Pernod – which owns Chivas Brothers, Scotland’s second-largest distiller behind Johnnie Walker-maker Diageo – will next year bring its final mothballed distillery back into production.

Christian Porta, chairman and chief executive of Chivas Brothers, said the firm is on course to re-open its Glen Keith distillery on Speyside during March or April.

Last week, the spirits heavyweight – which makes whiskies including Ballantine’s, Chivas Regal and the Glenlivet – also unveiled a £40 million plan to increase its output by 25 per cent over the coming financial year by extending four of its sites. Diageo last year opened a £40m plant at Roseisle, in Moray, to meet demand for Scotch in fast-growing markets such as Brazil, China and Russia.

Porta told Scotland on Sunday: “We look at the requirements of our brands over the long term every six to 12 months and, if we see that our brands are continuing to grow, then we will need to think what our next steps are. If we decide to go further, then possibly we would build a new distillery from scratch.

“That’s not a certainty, that’s not a decision we’ve made, but it’s a possibility.”

Porta added: “We have a good team on the manufacturing side in Scotland who are looking at different options, but we haven’t started working up ideas for specific sites. If there is further acceleration in the growth of our Scotch whisky business then we will have to take a decision sooner rather than later.
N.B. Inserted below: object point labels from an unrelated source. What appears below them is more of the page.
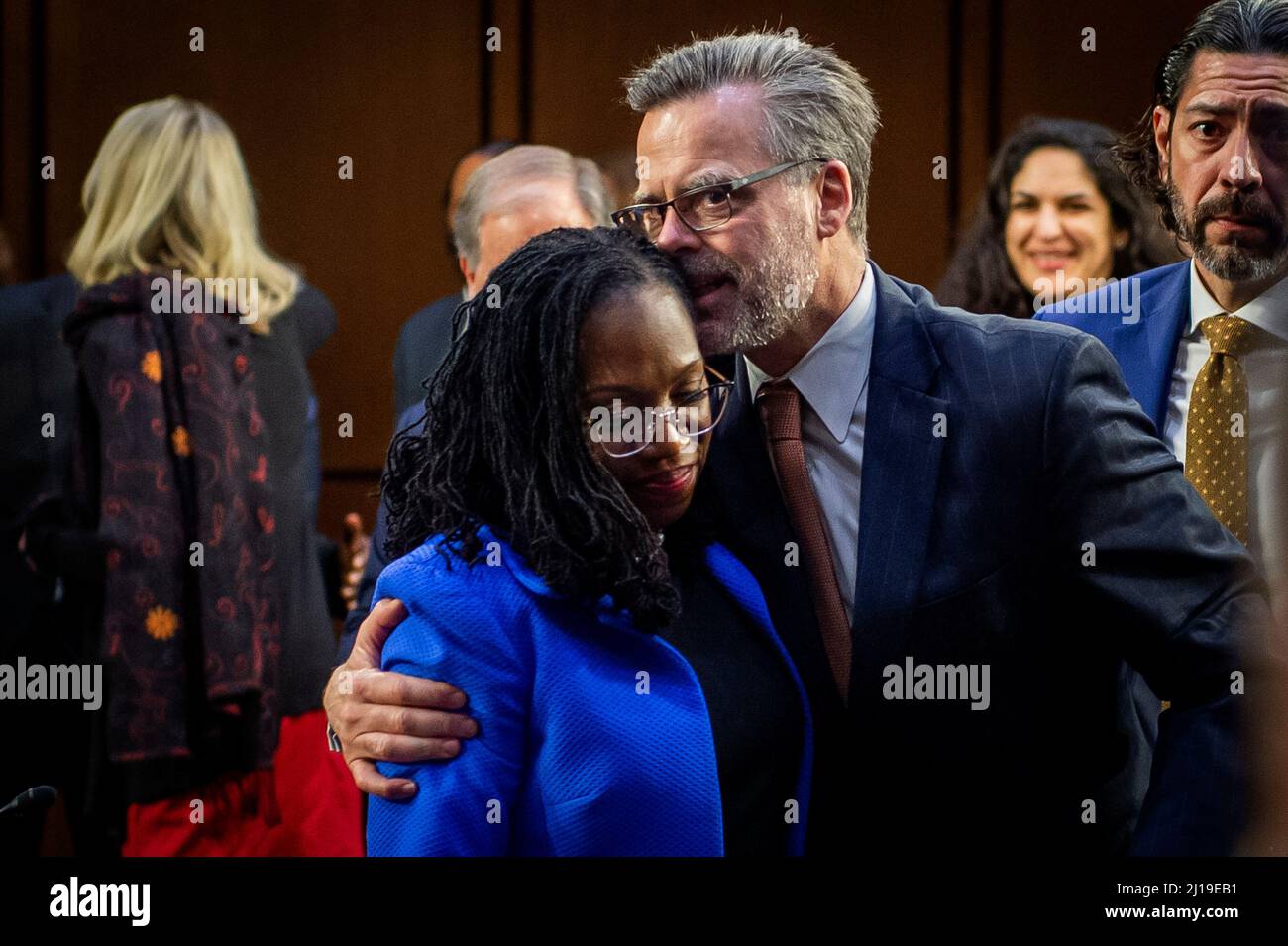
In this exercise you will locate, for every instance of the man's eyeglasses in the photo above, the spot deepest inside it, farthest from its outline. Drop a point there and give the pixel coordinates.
(700, 209)
(625, 430)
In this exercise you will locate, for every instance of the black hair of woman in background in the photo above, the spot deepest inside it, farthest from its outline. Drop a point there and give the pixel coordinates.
(1055, 200)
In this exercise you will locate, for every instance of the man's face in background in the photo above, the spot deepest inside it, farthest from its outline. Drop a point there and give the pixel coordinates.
(1225, 161)
(751, 277)
(527, 211)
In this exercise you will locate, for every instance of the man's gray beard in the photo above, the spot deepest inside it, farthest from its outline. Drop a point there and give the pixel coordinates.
(1232, 263)
(1236, 264)
(774, 299)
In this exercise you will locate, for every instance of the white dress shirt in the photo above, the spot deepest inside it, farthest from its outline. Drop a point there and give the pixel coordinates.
(832, 379)
(1266, 369)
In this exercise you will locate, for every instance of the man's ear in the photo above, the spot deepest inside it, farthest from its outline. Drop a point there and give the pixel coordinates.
(468, 274)
(836, 198)
(1163, 141)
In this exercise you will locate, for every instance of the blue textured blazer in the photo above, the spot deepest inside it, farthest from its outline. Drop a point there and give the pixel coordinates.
(1144, 343)
(575, 755)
The next review will be in six to nine months’ time and we will take a decision then about what the next steps are.”

As well as extending its distilleries at Glenallachie, Glentauchers, Longmorn and Tormore, Pernod is opening a further bottling line at its site in Paisley this summer to package its high-end whiskies, including Royal Salute.

Chivas Brothers already employs about 1,600 people at 32 sites throughout the UK, the vast majority in Scotland.